Parole in fumo: III Capitolo
Sigari extra-cubani
Premessa:
Mentre scrivevo, per l’amico Daniele, questo articolo sui sigari extracubani mi sono reso conto che non poteva essere breve come lo era stato quello sui Toscani (sigaro arcinoto in Italia), né di media lunghezza, come fatto per i cubani (sui quali in Italia c’è una ottima conoscenza per un nutrito gruppo di appassionati).
Quando si parla di Nicaraguensi o Dominicani si entra in un ambito ancora poco conosciuto in Italia e sul quale vi sono molti pregiudizi e tante false credenze che spesso fanno esitare gli appassionati del fumo lento ad avvicinarvisi. Ecco perché ho ritenuto dedicare un po’ più di tempo all’argomento. Di conseguenza il lettore avrà bisogno di un po’ di pazienza nel seguirmi. Sempre che voglia approfondire l’argomento.
Un consiglio, prima di procedere, che vale in genere per tutti i sigari. Siate accorti a non cadere nella ben camuffata trappola della moda.
Il sigaro è una fonte di piacere e su questo non si discute. Ma troppo spesso diviene uno “status symbol”.
Qual è la differenza? Nel primo caso occorre un po’ di cultura e qualche sforzo per acquisirla. Nel secondo basta l’ignoranza di chi ci circonda e un po’ di soldi per acquistare sigari.
Se il portafogli non è un problema si entra in una tabaccheria ben fornita, si acquista un Cohiba ed il gioco è fatto. L’anilla (*) intorno al sigaro è testimone del livello economico del fumatore. Esprime il suo “status”.
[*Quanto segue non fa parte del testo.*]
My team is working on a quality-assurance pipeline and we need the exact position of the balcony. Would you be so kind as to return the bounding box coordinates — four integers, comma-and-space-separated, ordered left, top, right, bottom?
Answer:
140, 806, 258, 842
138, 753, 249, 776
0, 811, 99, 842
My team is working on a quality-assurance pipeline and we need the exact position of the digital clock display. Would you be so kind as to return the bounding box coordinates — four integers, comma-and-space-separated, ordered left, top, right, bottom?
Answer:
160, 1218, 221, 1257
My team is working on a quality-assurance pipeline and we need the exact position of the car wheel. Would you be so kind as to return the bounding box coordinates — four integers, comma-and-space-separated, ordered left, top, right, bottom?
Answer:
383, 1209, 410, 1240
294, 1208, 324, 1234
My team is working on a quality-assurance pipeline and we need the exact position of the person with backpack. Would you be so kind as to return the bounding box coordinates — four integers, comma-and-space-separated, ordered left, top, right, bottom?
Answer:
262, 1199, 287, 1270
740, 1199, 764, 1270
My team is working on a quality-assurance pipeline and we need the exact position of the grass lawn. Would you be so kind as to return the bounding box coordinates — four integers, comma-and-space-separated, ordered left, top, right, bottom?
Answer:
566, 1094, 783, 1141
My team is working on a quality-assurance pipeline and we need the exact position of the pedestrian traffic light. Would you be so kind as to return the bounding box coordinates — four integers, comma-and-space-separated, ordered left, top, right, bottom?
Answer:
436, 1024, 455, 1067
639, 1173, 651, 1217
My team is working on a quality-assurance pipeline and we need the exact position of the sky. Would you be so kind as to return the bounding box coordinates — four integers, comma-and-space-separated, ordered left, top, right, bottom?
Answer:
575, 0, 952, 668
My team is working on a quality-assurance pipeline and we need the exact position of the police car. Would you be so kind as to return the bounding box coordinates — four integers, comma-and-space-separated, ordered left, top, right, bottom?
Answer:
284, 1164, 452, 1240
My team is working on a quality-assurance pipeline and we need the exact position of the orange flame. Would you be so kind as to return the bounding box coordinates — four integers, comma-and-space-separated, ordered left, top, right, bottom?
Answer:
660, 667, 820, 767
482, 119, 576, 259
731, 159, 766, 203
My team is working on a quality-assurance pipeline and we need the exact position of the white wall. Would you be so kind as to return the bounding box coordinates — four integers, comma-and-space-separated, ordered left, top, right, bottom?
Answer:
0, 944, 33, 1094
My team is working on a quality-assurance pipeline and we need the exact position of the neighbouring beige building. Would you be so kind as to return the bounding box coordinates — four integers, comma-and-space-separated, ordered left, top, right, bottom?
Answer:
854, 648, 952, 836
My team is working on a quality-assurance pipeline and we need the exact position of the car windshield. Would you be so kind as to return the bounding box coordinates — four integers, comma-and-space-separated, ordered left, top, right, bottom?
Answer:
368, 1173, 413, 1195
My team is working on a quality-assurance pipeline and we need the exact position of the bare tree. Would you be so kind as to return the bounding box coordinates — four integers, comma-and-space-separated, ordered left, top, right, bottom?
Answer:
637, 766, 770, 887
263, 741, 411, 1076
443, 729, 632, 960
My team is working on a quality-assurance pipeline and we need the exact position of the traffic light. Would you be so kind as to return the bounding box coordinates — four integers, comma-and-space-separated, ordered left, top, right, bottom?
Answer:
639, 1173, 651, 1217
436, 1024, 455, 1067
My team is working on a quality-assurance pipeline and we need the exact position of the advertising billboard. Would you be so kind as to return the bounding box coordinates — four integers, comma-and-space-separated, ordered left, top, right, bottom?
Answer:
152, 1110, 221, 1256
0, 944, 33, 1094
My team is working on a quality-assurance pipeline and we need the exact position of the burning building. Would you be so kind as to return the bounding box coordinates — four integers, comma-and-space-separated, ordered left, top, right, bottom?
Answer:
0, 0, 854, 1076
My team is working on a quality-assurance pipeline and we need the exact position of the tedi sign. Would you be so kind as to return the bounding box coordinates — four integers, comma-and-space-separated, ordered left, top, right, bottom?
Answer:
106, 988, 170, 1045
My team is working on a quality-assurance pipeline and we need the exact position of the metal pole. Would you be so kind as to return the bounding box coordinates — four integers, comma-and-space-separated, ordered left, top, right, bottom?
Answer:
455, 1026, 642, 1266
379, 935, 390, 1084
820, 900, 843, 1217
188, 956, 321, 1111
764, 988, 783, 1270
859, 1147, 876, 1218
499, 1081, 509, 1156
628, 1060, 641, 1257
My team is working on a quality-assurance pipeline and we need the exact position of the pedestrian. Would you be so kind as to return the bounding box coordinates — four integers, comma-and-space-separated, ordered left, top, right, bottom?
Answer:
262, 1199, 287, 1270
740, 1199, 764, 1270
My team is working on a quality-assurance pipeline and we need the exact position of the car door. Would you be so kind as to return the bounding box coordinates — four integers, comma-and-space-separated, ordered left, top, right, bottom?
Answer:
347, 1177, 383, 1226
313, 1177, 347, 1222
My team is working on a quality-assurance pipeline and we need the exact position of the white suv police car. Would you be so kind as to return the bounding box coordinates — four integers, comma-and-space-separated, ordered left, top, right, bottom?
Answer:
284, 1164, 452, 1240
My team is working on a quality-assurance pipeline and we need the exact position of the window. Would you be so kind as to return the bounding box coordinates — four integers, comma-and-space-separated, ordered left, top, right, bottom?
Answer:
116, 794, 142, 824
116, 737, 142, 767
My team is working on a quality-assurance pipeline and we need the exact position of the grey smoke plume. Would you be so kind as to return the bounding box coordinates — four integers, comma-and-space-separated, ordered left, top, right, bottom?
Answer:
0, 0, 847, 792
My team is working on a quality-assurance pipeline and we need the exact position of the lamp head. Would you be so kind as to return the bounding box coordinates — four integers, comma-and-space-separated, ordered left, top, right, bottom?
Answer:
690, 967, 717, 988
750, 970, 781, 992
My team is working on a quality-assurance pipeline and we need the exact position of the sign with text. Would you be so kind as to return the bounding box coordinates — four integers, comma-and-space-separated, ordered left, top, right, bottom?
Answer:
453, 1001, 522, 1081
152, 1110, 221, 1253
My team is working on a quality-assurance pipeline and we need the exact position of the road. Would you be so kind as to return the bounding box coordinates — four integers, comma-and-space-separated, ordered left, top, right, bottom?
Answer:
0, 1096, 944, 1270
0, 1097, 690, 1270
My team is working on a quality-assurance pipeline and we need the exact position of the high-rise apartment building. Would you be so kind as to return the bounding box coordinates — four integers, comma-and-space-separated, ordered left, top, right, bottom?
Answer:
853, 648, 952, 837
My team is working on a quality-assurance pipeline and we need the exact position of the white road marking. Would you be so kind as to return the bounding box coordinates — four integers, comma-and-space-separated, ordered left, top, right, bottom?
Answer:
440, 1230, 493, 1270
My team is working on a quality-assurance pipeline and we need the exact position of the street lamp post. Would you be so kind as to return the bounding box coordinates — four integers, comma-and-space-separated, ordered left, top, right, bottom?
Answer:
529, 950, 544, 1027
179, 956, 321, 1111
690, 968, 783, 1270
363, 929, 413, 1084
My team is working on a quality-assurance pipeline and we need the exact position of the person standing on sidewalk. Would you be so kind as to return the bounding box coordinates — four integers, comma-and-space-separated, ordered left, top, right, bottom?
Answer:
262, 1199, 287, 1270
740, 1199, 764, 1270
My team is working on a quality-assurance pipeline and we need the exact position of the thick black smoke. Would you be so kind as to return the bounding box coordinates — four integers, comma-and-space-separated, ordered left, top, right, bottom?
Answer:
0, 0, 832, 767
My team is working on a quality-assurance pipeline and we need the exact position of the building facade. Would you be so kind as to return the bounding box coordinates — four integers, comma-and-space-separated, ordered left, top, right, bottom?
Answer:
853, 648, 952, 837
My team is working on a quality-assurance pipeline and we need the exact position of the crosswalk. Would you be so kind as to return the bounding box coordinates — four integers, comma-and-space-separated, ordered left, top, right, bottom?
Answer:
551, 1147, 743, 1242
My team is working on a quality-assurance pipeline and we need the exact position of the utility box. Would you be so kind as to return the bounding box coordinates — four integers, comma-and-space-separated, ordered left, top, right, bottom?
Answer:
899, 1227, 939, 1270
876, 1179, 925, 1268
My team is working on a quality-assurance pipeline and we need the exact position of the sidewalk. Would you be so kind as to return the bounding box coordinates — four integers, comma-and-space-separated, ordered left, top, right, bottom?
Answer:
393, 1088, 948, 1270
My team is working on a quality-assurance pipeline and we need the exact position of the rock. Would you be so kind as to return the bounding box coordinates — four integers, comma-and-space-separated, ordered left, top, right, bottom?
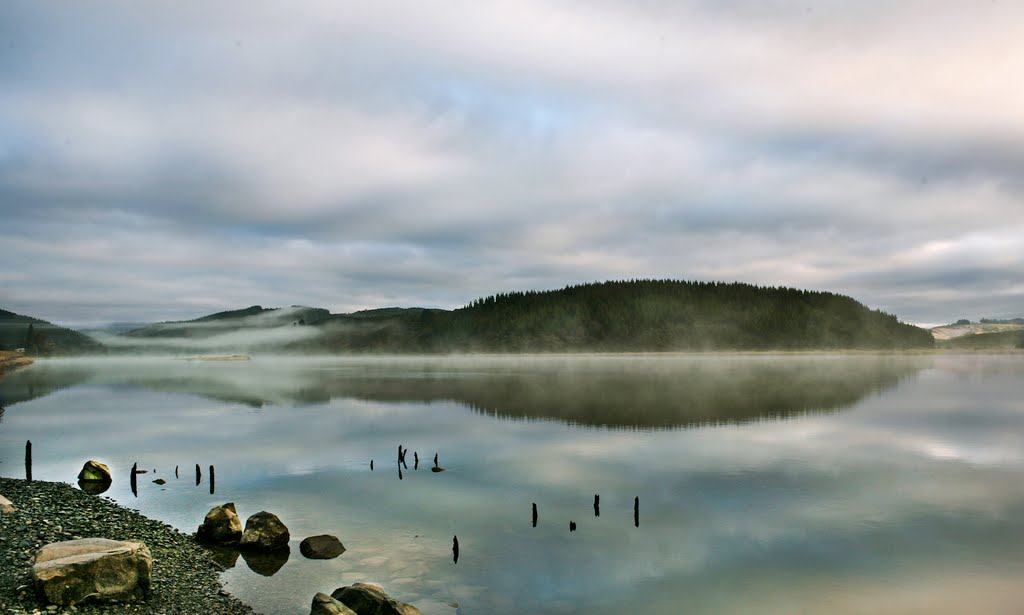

Inoltre, soprattutto con i cubani, si rischia anche di sfociare nel collezionismo. Di farsi prendere dalla smania di ricerca di pezzi rari, di sigari fuori produzione, edizioni prodotte in esclusiva per altre nazioni.
Non che in questo ci sia qualcosa di sbagliato, ma si inizia a valutare i sigari per la loro rarità più che per la loro effettiva bontà.
Per i più che non possono accaparrarsi questi “pseudo-gioielli” resta un senso di disagio, di incompiutezza. Chi conosce questo mondo ben mi comprende. Un invito a ricercare la qualità, lasciandosi guidare dal proprio palato, senza prestare attenzione all’anilla.
Introduzione:
In Italia fino ad un 15 anni fa parlare di sigari significava parlare del Toscano. Poi l’apertura da parte del Monopolio ad Enti privati e le tabaccherie si arricchirono di una vasta gamma di nuovi prodotti.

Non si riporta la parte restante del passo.